Yong Siew Toh Conservatory Concerto Competition Finals / Review

Concerto Competition Finals
Yong Siew Toh Conservatory Orchestra
WANG YA-HUI, Conductor
Conservatory Concert Hall
Monday (16 February 2009)
This review was published in The Straits Times on 18 February 2009.

For lovers of the concerto, there is no better showcase in Singapore than the Grand Finals of the Yong Siew Toh Conservatory’s Concerto Competition. Many weeks of practice and preparations went into selecting the four finalists – a pianist, French hornist, violinist and cellist - winners of their respective instrumental competitions. Partnered by the tireless Conservatory Orchestra led by the ever-responsive baton of Wang Ya-Hui, the talent on display was awe-inspiring.

It was refreshing to see Beethoven, instead of the usual Rachmaninov or Prokofiev, on the piano finalist’s plate. Akkra Yeunyonghattaporn (Thailand, left) captured the angst and brio of the German’s Third Piano Concerto to equal measure. His emphatic entries were spotless and spot-on, portraying the composer as both long-suffering soul and all-conquering hero. While there was no shortage of bravura, one did have to dig deeper for the poetry that brought music to a higher plane.

Eloquence and fluidity were the strong points of wind finalist Xie Yelin (China, left), whose take on Richard Strauss’ athletic First Horn Concerto seemed as natural as speaking a mother tongue. He exhibited exemplary breath control and kept the melodic line seamlessly, so well as to make the few fluffs of intonation seem negligible.

When the turn of violinist Hsien Jou (Taiwan, left) arrived, it seemed way past her bedtime. Within the opening bars of Saint-Saens’ Third Violin Concerto, a star in the marking had announced herself with a combined force of personality and virtuosity. Her voluminous tone (a singing one to add) and big gestures were scarcely believable for one so young, and her penetrating sound cut through swathes of orchestral textures effortlessly.

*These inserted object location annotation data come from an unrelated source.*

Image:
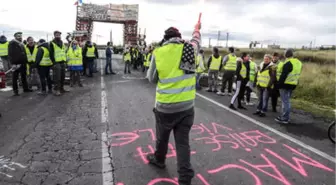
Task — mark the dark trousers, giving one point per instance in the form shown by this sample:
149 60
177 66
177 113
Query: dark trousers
59 69
240 91
263 99
180 123
127 67
22 71
274 96
227 79
84 66
108 65
44 72
248 94
75 78
90 66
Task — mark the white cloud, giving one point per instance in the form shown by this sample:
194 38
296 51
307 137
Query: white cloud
286 22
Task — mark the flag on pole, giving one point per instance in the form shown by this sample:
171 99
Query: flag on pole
78 2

Before crowning a likely winner, cellist Lu Bingxia (China, left) had to be heard. She cut a figure of concentration in Tchaikovsky’s Rococo Variations, coaxing a generously burnished timbre that was totally pleasing and had long-breathed moments to die for. Negotiating between whispers, sighs and full-throated melismata, this was what genuine music-making is all about. Lu’s ability to deliver the notes with stunning aplomb yet tug firmly on the heartstrings made her, for this listener, the most compelling soloist of all.

One does not necessarily have to agree with the international panel of judges (which incidentally awarded the First Prize to the prodigious Hsien, below) to realise that we are in the midst of an embarrassment of musical riches.

1 comment:

hcsin said...

Actually, Baby-faced Hsien Jou had just celebrated her 16 birthday in January.